Le Ross River Dena Council (le « RRDC ») a présenté, au nom des Kaska, une demande de révision judiciaire de la décision, faisant valoir que le processus de consultation était inadéquat, en particulier à l’égard de la faisabilité économique du projet et des possibles effets négatifs que celui-ci pourrait avoir sur le territoire traditionnel des Kaska.

La décision du tribunal de première instance

La Cour suprême du Yukon a estimé que les décisionnaires avaient généralement respecté leur obligation de consultation et d’accommodement des Kaska, sauf en ce qui concerne le traitement des observations écrites que ceux-ci ont présentées au sujet des modifications à apporter aux conditions générales proposées par le CE, que les Kaska ont transmises aux décisionnaires le jour précédant la date de leur décision.

La Cour suprême a jugé que les décisionnaires avaient à la fois une obligation de consultation en vertu de la common law et une obligation de consultation en vertu de la loi LEESY. Elle a estimé que les décisionnaires avaient fourni les raisons justifiant le fait qu’ils s’étaient appuyés sur le processus de la loi LEESY et que leurs consultations s’étaient étendues au-delà des limites formelles de ce processus. De plus, elle a conclu que les consultations avec les Kasla avaient été suffisamment approfondies et raisonnables, que les décisionnaires avaient été attentifs aux préoccupations soulevées par les Kaska, qu’ils les avaient entendues et qu’ils avaient essayé d’y répondre.

Toutefois, la Cour suprême a conclu que les décisionnaires avaient manqué à leur obligation de consultation concernant les observations écrites des Kaska parce qu’aucun dialogue direct n’avait eu lieu avec les Kaska à ce propos avant la décision. La Cour suprême a annulé la décision précisément pour ouvrir la voie à des consultations portant sur ces observations.
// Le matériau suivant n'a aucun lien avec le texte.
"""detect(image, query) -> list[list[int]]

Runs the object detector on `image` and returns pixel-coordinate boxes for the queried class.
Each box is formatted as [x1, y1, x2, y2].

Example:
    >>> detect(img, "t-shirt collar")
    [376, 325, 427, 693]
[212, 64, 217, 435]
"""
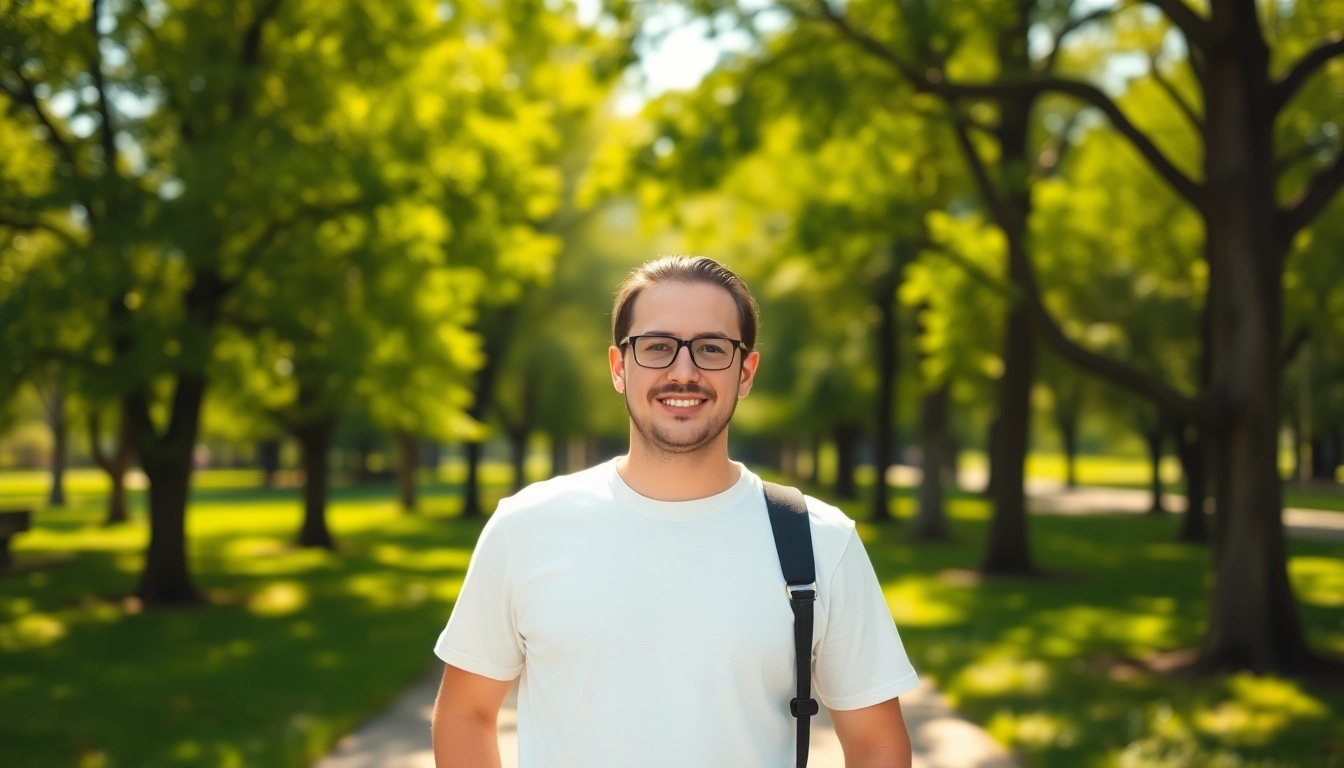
[605, 457, 759, 520]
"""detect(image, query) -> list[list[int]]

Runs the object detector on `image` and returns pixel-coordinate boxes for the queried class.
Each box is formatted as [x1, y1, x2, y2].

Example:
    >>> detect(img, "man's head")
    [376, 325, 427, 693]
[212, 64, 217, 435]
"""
[608, 256, 761, 458]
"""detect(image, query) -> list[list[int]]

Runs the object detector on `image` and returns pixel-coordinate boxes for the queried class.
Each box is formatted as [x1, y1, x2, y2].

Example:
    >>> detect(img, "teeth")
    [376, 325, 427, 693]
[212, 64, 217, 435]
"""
[663, 398, 703, 408]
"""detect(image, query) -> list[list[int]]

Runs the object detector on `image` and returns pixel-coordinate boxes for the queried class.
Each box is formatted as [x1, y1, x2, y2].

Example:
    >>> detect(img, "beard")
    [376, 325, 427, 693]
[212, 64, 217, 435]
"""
[625, 384, 738, 457]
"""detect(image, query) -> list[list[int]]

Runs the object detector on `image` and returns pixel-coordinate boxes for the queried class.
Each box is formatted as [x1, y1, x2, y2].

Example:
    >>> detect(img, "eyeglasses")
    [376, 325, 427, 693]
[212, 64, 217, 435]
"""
[619, 335, 745, 370]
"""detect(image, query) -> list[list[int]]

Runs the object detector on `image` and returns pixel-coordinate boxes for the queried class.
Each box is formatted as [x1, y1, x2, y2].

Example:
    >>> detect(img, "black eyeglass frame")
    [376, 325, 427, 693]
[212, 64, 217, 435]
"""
[618, 334, 747, 371]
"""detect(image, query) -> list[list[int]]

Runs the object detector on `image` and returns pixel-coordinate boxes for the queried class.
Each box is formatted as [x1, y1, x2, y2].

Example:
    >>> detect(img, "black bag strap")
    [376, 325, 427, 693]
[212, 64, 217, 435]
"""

Le RRDC a porté cette décision en appel, faisant valoir que les décisionnaires n’avaient pas respecté l’obligation de consultation sur la faisabilité économique du projet.

La décision de la Cour d’appel

La Cour d’appel a accueilli l’appel, estimant que les consultations des Kaska par les décisionnaires concernant la faisabilité économique du projet n’étaient pas adéquates. Elle a écarté la décision et ordonné le renvoi du dossier aux décisionnaires afin d’examiner les préoccupations des Kaska au sujet de la faisabilité économique du projet.

Tout d’abord, la Cour d’appel a jugé qu’il était déraisonnable pour les décisionnaires de conclure que le processus de la loi LEESY ne comprenait pas la question de la faisabilité économique. Elle a souligné que l’objectif de la loi LEESY comprend la prise en compte des effets socioéconomiques des projets et l’assurance de la participation des « Indiens du Yukon » au processus d’évaluation.[5] La loi LEESY exige également la prise en considération des intérêts et des points de vue des Premières Nations de manière « approfondie et équitable ».[6] Elle a conclu que le refus des décisionnaires de prendre des engagements à l’égard de la faisabilité économique avant d’approuver le projet était en contradiction avec le texte, le contexte et l’objectif de la loi LEESY. Par ailleurs, la Cour d’appel a souligné que l’obligation de consultation en vertu de la common law n’était pas limitée par la loi LEESY, et que les préoccupations des Kaska, compte tenu de l’échec des autres projets d’exploitation minière ayant eu lieu au Yukon, étaient effectivement un sujet que les décisionnaires devaient prendre en considération en vertu de l’obligation de consultation prévue par la common law.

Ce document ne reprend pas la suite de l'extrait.